China Larang Indeks Harga Batu Bara
China Larang Indeks Harga Batu Bara

Beijing | EGINDO.co – Perencana negara China telah melarang perusahaan perdagangan batu bara berpengaruh di wilayah pertambangan batu bara utama provinsi Shaanxi untuk menerbitkan penilaian harga dan berita pasar, bagian dari upaya pemerintah untuk mengatur pasar komoditas dan menjinakkan harga panas.

Komisi Pembangunan dan Reformasi Nasional (NDRC) mengatakan Yulin Coal Trading Center Corp menerbitkan informasi harga yang tidak benar, dan bahwa perusahaan tidak berwenang untuk mengumpulkan, mengedit, dan menerbitkan berita dan informasi.

NDRC telah menutup indeks harga Yulin dan dua akun Wechat yang dikelolanya, dan meminta perusahaan tersebut untuk tidak mempublikasikan informasi pasar batubara yang tidak benar di saluran mana pun.

“NDRC akan terus memperkuat pemantauan informasi … mengekang kegiatan tersebut, memastikan pasokan batu bara dan stabilisasi harga,” katanya dalam sebuah pernyataan yang dikeluarkan Selasa malam.

Manajer yang bertanggung jawab atas indeks harga di Yulin Coal Trading Center tidak menanggapi panggilan yang meminta komentar.

Langkah ini mengikuti pedoman baru dari Beijing untuk mengelola indeks harga untuk komoditas dan jasa, dan yang mengatakan regulator akan menangguhkan kegiatan penyedia harga yang gagal mematuhi aturan tertentu.

Yulin Coal Trading Center Corp, didirikan pada tahun 2009, terutama terlibat dalam perdagangan batubara fisik, logistik dan bisnis konsultasi. Sampai pelarangan, itu menerbitkan harga spot batubara harian untuk kota Yulin dan daerah sekitarnya.

Produksi batubara di Yulin menyumbang sekitar 13 persen dari total produksi batubara China.

Harga batubara China berada di dekat rekor tertinggi, didorong oleh kekhawatiran tentang pasokan yang ketat dan permintaan yang kuat.

Beberapa penyedia indeks batubara, termasuk Inner Mongolia Coal Trading Centre, berhenti memperbarui harga mereka baru-baru ini.

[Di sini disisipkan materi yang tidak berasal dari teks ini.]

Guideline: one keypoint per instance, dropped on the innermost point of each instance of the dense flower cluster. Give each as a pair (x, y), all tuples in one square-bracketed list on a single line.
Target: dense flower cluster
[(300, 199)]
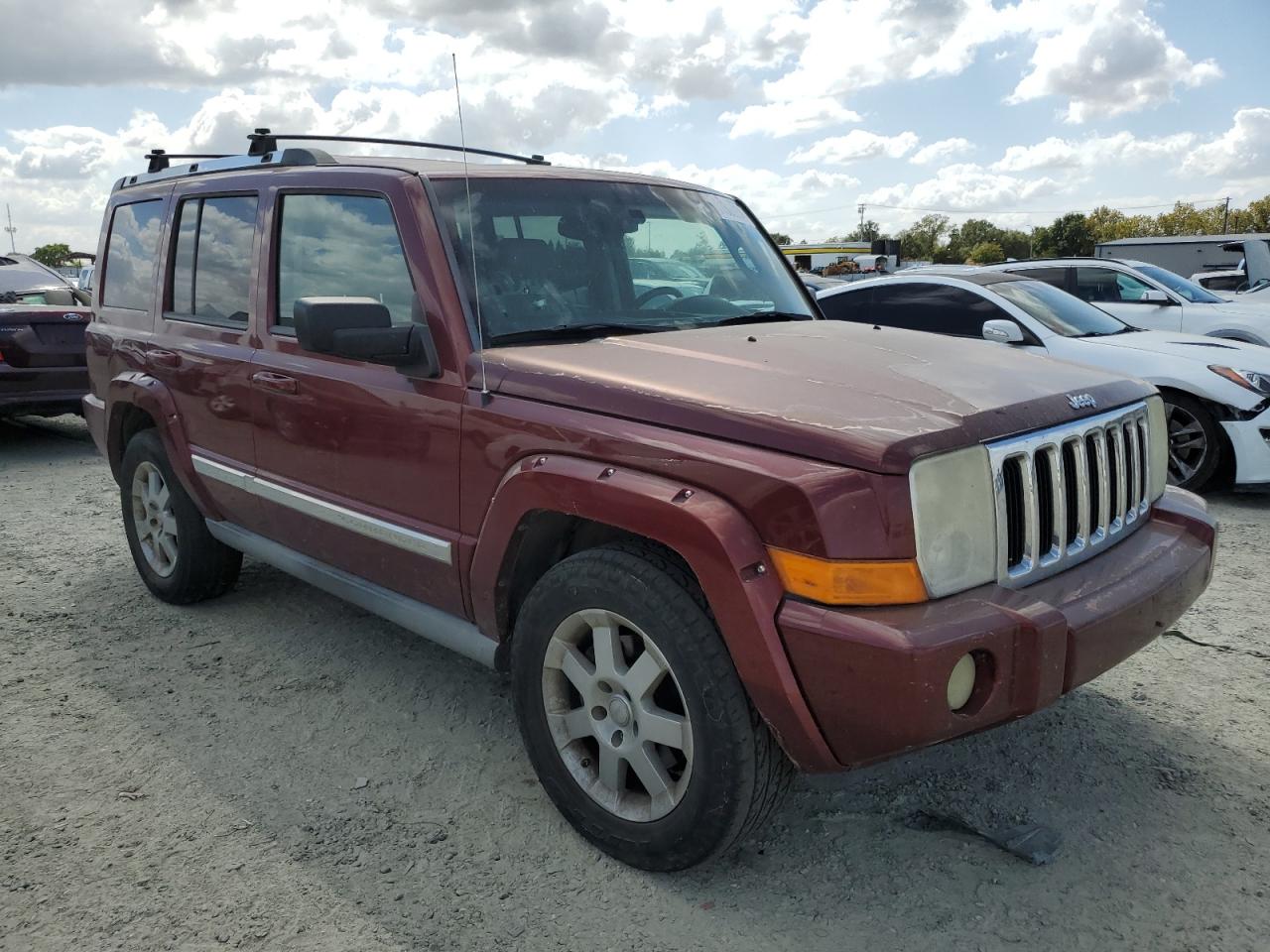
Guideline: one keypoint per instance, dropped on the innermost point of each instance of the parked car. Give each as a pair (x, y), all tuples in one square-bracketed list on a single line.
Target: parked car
[(1216, 393), (42, 317), (1150, 298), (708, 538)]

Baca Juga :  Propaganda Luar Angkasa China Di Planetarium Baru Yang Apik

Kontrak berjangka batubara termal yang paling banyak diperdagangkan di Zhengzhou Commodity Exchange China turun 3% pada hari Rabu.

Ada lusinan lembaga yang menetapkan harga batubara, termasuk China Electricity Council dan China Coal Transportation and Distribution Association. Konsultan lokal seperti Fenwei Digital Information Technology dan Yimei, platform perdagangan yang dimiliki oleh Helue E-Commerce Corp, juga mempublikasikan harga batubara.